Bernhardt has built her distinctive practice around representing everyday consumer products such as Doritos, toilet paper, cigarettes, and Pepsi logos that litter her paintings in carefully constructed compositions. Her work revels in the ubiquitous and cheerfully absurd.
She honed this sensibility over years in her St. Louis studio and growing up in her childhood home, which was, by her own admission, the opposite of minimalist. Every surface covered, every corner full. This influenced her practice. Her canvases prove it: dense, flowing compositions worked on the studio floor, pooled with water, walked across, alive with the evidence of their own making. The messiness is the point.
Bernhardt studied at the School of the Art Institute of Chicago before relocating to New York where an encounter with street art proved revelatory. A simple repeating pattern of ice cream and smiley faces showed her that a visual world could be built from a handful of repeated images. The pattern paintings that followed, dense with her chosen icons, became the foundation of early practice.
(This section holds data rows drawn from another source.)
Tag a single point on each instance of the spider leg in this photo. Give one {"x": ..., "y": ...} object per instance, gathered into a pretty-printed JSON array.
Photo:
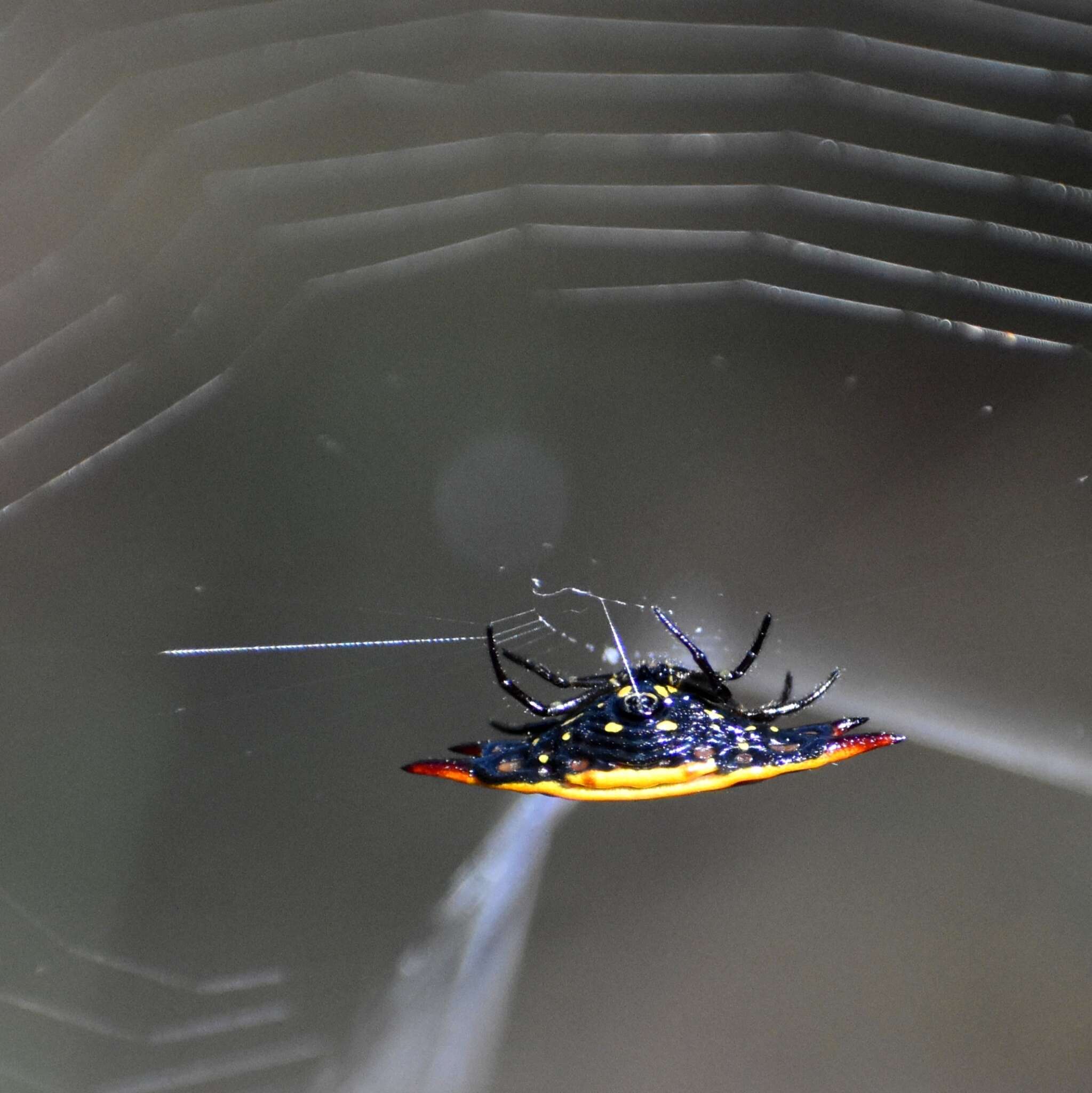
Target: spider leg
[
  {"x": 753, "y": 652},
  {"x": 786, "y": 690},
  {"x": 699, "y": 658},
  {"x": 525, "y": 731},
  {"x": 552, "y": 677},
  {"x": 510, "y": 687},
  {"x": 782, "y": 709}
]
The soccer ball is no different. A shape as universal as any she has painted, in her hand it becomes another surface for the same generous, restless attention she gives to her canvases. Here, Bernhardt covers the ball all over with her favored motifs: E.T., Lucky charms cereal marshmallows, and the Pink Panther.
Facilitated in New Jersey by ARTS 14C and curated by a panel that includes the directors of the Metropolitan Museum, MoMA, the Whitney, and the Brooklyn Museum, the project was designed for the public realm—the football fan, the passerby, the child dragging a parent across a plaza. Bernhardt’s work fits perfectly within that register. “I like people to laugh,” she said in an interview with Apartamento magazine. “When they see it, I want them to be happy.”